Iraq announced it defeated IS in late 2017, but has continued to try men, women, and children, including foreigners, accused of belonging to the group.
“The screening, investigation, and prosecution of children as IS suspects by Iraqi and KRG authorities is deeply flawed, often leading to arbitrary detention and unfair trials,” HRW wrote.
It found many boys were arrested from camps or checkpoints based on weak evidence.
They were beaten, subject to electric shocks, denied access to relatives or legal representation, and coerced into admitting IS membership even if they had never joined the jihadists, it said.
“They were beating me all over my body with plastic pipes. First they said I should say I was with IS, so I agreed,” said a 14-year-old held by the KRG’s Asayish police.
While IS did widely recruit and indoctrinate children, having some carry out executions, most of those interviewed by HRW said they never fought with the group.

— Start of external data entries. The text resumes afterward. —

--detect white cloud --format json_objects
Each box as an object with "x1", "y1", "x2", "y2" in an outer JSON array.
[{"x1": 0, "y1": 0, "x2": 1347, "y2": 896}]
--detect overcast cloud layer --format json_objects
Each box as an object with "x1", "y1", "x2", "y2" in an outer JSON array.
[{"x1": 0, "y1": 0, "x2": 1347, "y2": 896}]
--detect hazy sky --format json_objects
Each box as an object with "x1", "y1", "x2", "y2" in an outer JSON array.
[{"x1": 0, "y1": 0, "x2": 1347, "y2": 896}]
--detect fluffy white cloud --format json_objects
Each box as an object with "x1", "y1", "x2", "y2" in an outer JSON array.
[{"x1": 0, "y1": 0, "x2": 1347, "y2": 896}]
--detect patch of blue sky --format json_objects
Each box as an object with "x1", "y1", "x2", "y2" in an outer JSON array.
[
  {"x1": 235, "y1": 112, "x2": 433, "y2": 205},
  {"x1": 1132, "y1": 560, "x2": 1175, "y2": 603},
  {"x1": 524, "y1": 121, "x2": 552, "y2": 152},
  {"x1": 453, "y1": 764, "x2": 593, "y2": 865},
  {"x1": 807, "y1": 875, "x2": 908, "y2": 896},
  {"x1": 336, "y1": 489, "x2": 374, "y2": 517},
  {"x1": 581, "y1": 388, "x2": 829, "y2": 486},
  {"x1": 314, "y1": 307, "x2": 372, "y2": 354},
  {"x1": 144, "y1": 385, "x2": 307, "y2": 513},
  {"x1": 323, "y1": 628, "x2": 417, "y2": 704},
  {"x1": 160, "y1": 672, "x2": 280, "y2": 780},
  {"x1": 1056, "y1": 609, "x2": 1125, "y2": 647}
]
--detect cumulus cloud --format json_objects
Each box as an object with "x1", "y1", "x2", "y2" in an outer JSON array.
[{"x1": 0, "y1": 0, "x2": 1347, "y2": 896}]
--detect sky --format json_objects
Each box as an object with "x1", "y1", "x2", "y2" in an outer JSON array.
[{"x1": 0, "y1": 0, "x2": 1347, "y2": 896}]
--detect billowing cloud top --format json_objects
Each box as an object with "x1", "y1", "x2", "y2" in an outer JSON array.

They were tried without lawyers, in hearings that lasted no more than ten minutes and were conducted in Kurdish, a language the Arabic-speaking boys could not understand.
Sentences in the KRG were between six and nine months.
– ‘Blind vengeance’ –
Federal courts, meanwhile, sentenced children to up to 15 years in jail, often in overcrowded prisons alongside adults, in violation of international standards.
“Every day was torture. We were beaten every day, all of us,” said a 17-year-old who served nine months in a federal prison.
Even after their release, the boys do not return home out of fear of re-arrest or retribution by their communities.
“Other tribes in the village suffered from IS and see my family as IS,” said Fawaz, 16, who opted to live in a camp instead of return home after his release.
“Once they know I’m in the village, they will come and take me.”
HRW estimated that at the end of 2018, Iraqi and KRG authorities were detaining approximately 1,500 children for alleged IS affiliation.
Hundreds of children, including at least 185 foreigners, have already been convicted on terrorism charges.
HRW said Iraq’s federal and KRG governments should stop arresting children for IS membership and release all minors, unless they are accused of violent crimes.
“Iraq and the KRG’s harsh treatment of children looks more like blind vengeance than justice for IS crimes,” said HRW’s children’s rights director Jo Becker.
“Children involved in armed conflicts are entitled to rehabilitation and reintegration, not torture and prison.”